[C++] Is std::strings SSO even still beneficial?

Started by
8 comments, last by Juliean 4 months, 3 weeks ago

So this question has gone through my mind from time to time. Is the small-string optimization in std::string in modern c++ really even a benefit, or is it now more of a hindrance? Consider the following example-code:

#include <string>
#include <string_view>
#include <memory>

std::string staticString;
std::string_view staticStringView;
std::unique_ptr<char[]> staticStringPtr;

__attribute__((noinline)) void callString(std::string a)
{
    staticString = std::move(a);
}

__attribute__((noinline)) void callStringView(std::string_view b)
{
    staticStringView = b;
}

__attribute__((noinline)) void callStringPtr(std::unique_ptr<char[]> a)
{
    staticStringPtr = std::move(a);
}

Those are three ways to store string-data in modern c++ - std::string, owning the string data; string_view, as just a pointer to some data; and lastely I made a char[]-pointer just for comparison.

All three functions are the same: A sink for string-data to be stored in a global. obviously, by the virtual of string-view only being a dumb start-end-pointer pair, it is obviously much faster/smaller code, but the actual difference really shocked me. From goldbolt (using clang -O3):

callString(std::__cxx11::basic_string<char, std::char_traits<char>, std::allocator<char> >): # @callString(std::__cxx11::basic_string<char, std::char_traits<char>, std::allocator<char> >)
  pushq %rbx
  movq staticString[abi:cxx11](%rip), %rax
  leaq staticString[abi:cxx11]+16(%rip), %rcx
  cmpq %rcx, %rax
  je .LBB1_1
  movq (%rdi), %rsi
  leaq 16(%rdi), %rcx
  cmpq %rcx, %rsi
  je .LBB1_4
  movq staticString[abi:cxx11]+16(%rip), %rdx
  movq %rsi, staticString[abi:cxx11](%rip)
  movups 8(%rdi), %xmm0
  movups %xmm0, staticString[abi:cxx11]+8(%rip)
  testq %rax, %rax
  je .LBB1_14
  movq %rax, (%rdi)
  movq %rdx, 16(%rdi)
  movq $0, 8(%rdi)
  movb $0, (%rax)
  popq %rbx
  retq
.LBB1_1:
  movq (%rdi), %rdx
  leaq 16(%rdi), %rcx
  cmpq %rcx, %rdx
  je .LBB1_2
  movq %rdx, staticString[abi:cxx11](%rip)
  movups 8(%rdi), %xmm0
  movups %xmm0, staticString[abi:cxx11]+8(%rip)
.LBB1_14:
  movq %rcx, (%rdi)
  movq %rcx, %rax
  movq $0, 8(%rdi)
  movb $0, (%rax)
  popq %rbx
  retq
.LBB1_2:
  movq %rcx, %rsi
.LBB1_4:
  leaq staticString[abi:cxx11](%rip), %rcx
  cmpq %rcx, %rdi
  je .LBB1_5
  movq 8(%rdi), %rdx
  testq %rdx, %rdx
  je .LBB1_10
  cmpq $1, %rdx
  jne .LBB1_9
  movzbl (%rsi), %ecx
  movb %cl, (%rax)
  jmp .LBB1_10
.LBB1_9:
  movq %rdi, %rbx
  movq %rax, %rdi
  callq memcpy@PLT
  movq %rbx, %rdi
.LBB1_10:
  movq 8(%rdi), %rax
  movq %rax, staticString[abi:cxx11]+8(%rip)
  movq staticString[abi:cxx11](%rip), %rcx
  movb $0, (%rcx,%rax)
  movq (%rdi), %rax
  movq $0, 8(%rdi)
  movb $0, (%rax)
  popq %rbx
  retq
.LBB1_5:
  movq %rsi, %rax
  movq $0, 8(%rdi)
  movb $0, (%rax)
  popq %rbx
  retq

This is the code for the variant using std::string. The actual flying fuck? Obviously, all operators are being inlined, but the amount of code this very simple move produces is ungodly aweful. This is true in all compilers btw.

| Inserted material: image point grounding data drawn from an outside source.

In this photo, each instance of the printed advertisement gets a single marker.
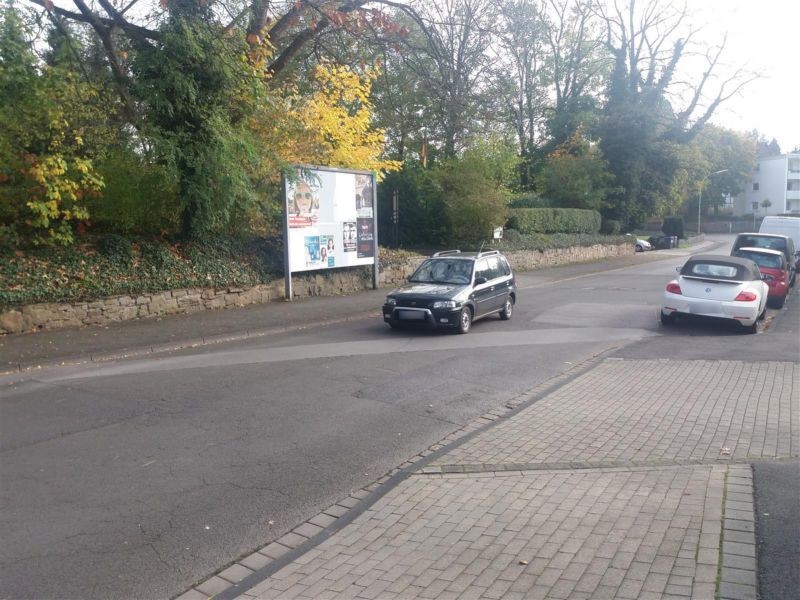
(366, 238)
(329, 219)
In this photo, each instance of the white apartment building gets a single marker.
(777, 179)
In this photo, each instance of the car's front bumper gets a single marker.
(421, 317)
(745, 313)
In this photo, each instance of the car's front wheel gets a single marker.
(508, 309)
(464, 320)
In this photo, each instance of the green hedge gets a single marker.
(515, 240)
(554, 220)
(673, 226)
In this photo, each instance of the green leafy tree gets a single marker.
(474, 190)
(194, 86)
(641, 130)
(52, 128)
(575, 175)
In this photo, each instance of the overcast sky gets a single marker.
(765, 36)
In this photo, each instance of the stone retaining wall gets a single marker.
(122, 308)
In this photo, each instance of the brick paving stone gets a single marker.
(428, 563)
(213, 586)
(235, 573)
(608, 530)
(734, 591)
(588, 412)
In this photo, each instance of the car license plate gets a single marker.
(411, 315)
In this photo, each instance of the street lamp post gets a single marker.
(700, 195)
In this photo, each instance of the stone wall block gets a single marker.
(120, 308)
(11, 322)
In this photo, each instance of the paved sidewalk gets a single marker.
(621, 479)
(27, 351)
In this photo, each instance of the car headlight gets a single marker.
(444, 304)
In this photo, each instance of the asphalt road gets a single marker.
(138, 478)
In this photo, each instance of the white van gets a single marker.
(788, 226)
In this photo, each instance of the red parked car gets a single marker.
(771, 263)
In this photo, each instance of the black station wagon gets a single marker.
(451, 289)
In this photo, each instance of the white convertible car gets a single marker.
(723, 287)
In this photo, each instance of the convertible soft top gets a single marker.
(720, 266)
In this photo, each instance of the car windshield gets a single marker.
(767, 261)
(443, 270)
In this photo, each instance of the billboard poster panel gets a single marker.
(330, 220)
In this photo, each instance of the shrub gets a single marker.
(554, 220)
(611, 227)
(673, 226)
(9, 239)
(514, 240)
(528, 200)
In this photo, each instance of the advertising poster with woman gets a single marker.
(329, 219)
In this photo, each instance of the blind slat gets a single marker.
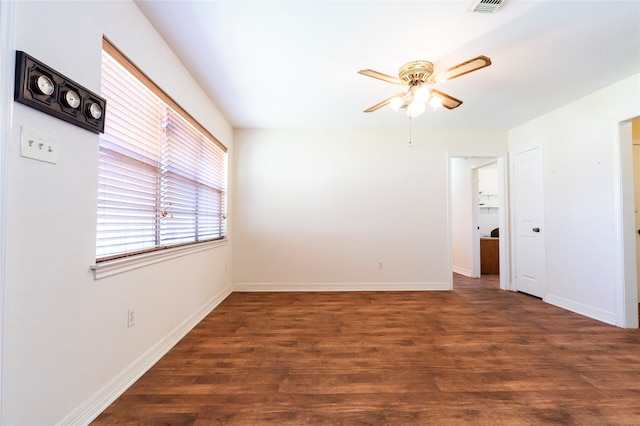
(161, 180)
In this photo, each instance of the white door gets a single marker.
(528, 227)
(636, 190)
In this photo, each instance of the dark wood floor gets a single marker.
(475, 355)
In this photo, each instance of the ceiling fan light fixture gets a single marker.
(415, 109)
(421, 94)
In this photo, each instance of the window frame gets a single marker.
(148, 252)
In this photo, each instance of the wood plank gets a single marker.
(476, 354)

Now compare this to string_view:

callStringView(std::basic_string_view<char, std::char_traits<char> >): # @callStringView(std::basic_string_view<char, std::char_traits<char> >)
  movq %rdi, staticStringView(%rip)
  movq %rsi, staticStringView+8(%rip)
  retq

Obviously, this doesn't own the string-data, so it has the change for dangling pointers. However, the difference is night and day. And now for my main point:

callStringPtr(std::unique_ptr<char [], std::default_delete<char []> >): # @callStringPtr(std::unique_ptr<char [], std::default_delete<char []> >)
  movq (%rdi), %rax
  movq $0, (%rdi)
  movq staticStringPtr(%rip), %rdi
  movq %rax, staticStringPtr(%rip)
  testq %rdi, %rdi
  jne operator delete[](void*)@PLT # TAILCALL
  retq

This is the variant that uses a char[]-pointer. Obiviously I left out the end-ptr/size argument, but that would only be 1-2 instructions more.

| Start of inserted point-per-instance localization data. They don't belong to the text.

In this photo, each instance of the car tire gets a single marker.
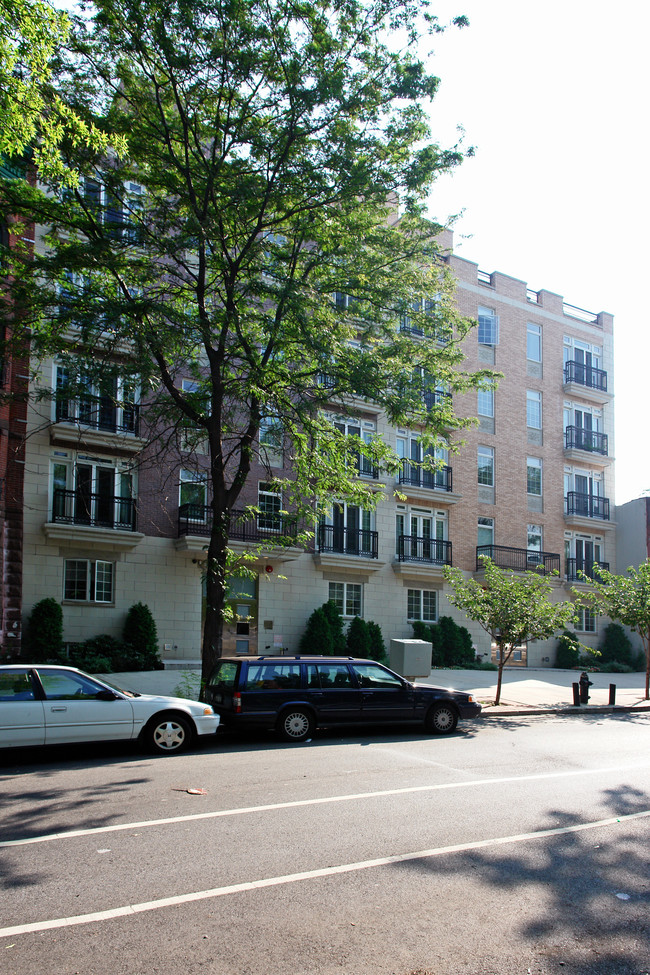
(296, 724)
(168, 734)
(442, 719)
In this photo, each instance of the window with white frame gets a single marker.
(270, 437)
(88, 580)
(534, 409)
(488, 326)
(534, 476)
(422, 604)
(485, 402)
(109, 404)
(585, 620)
(193, 491)
(485, 533)
(486, 466)
(534, 543)
(534, 342)
(348, 597)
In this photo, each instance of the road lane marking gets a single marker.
(292, 878)
(320, 801)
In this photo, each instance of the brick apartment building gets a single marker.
(531, 483)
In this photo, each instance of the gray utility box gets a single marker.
(410, 658)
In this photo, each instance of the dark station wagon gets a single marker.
(294, 695)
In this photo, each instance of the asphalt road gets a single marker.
(513, 846)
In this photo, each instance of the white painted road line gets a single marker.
(180, 899)
(323, 800)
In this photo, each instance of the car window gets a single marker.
(224, 674)
(63, 686)
(15, 685)
(334, 675)
(270, 677)
(370, 675)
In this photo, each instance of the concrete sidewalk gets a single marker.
(544, 691)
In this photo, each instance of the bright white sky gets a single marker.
(554, 96)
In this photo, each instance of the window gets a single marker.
(193, 489)
(271, 441)
(585, 620)
(269, 501)
(488, 326)
(534, 544)
(347, 596)
(534, 343)
(485, 402)
(485, 534)
(534, 476)
(109, 404)
(534, 409)
(486, 466)
(85, 580)
(422, 604)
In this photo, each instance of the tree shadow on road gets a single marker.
(579, 897)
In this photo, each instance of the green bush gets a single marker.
(616, 647)
(317, 637)
(568, 651)
(44, 636)
(335, 621)
(451, 644)
(377, 646)
(140, 630)
(358, 639)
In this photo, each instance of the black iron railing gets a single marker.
(588, 505)
(415, 476)
(348, 541)
(580, 439)
(196, 519)
(589, 376)
(98, 415)
(518, 559)
(93, 510)
(575, 566)
(416, 548)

-----------------------------------------------

So this begs the question. Is it really still a benefit of having to potentially not allocate for small strings, if this causes any copy/move of the string to create an ungodly abomination of assembly having to be executed? The SSO-code can apparently not be optimized in the slightest. Even when passing a constant-string and the function is inlined, it will not be able to remove the execution of the constructors. Since C++11, moves are being use to often safe a lot of expensive copies; so can rvalue-optimizations. std::string seems to mess this up badly. There is also some other downsides as well, like not being able to construct a std::string_view from a std::string when the string is being moved afterwards, etc…

I've been using std::string_view excessively for some time, whenever I don't need to hold on to the string data (or know that it's sources lifetime outlifes the consumer. However, I also started a custom string-class implementation that stores data direclty as a pointer. I didn't start using it everywhere that std::string is currently used, mainly as it's a lot of work, but seeing this mess of a codegen makes me really want to go forward and start porting everything.

So I'm wondering, what is other peoples perspective? If you use std::string, do you actually benefit from its SSO?

Advertisement

CPU instructions are cheap. Cache misses are expensive. The small string optimization keeps the string object and the string data together, avoiding potential cache misses. Did you do any actual profiling, or are you just guessing at performance by looking at the disassembly?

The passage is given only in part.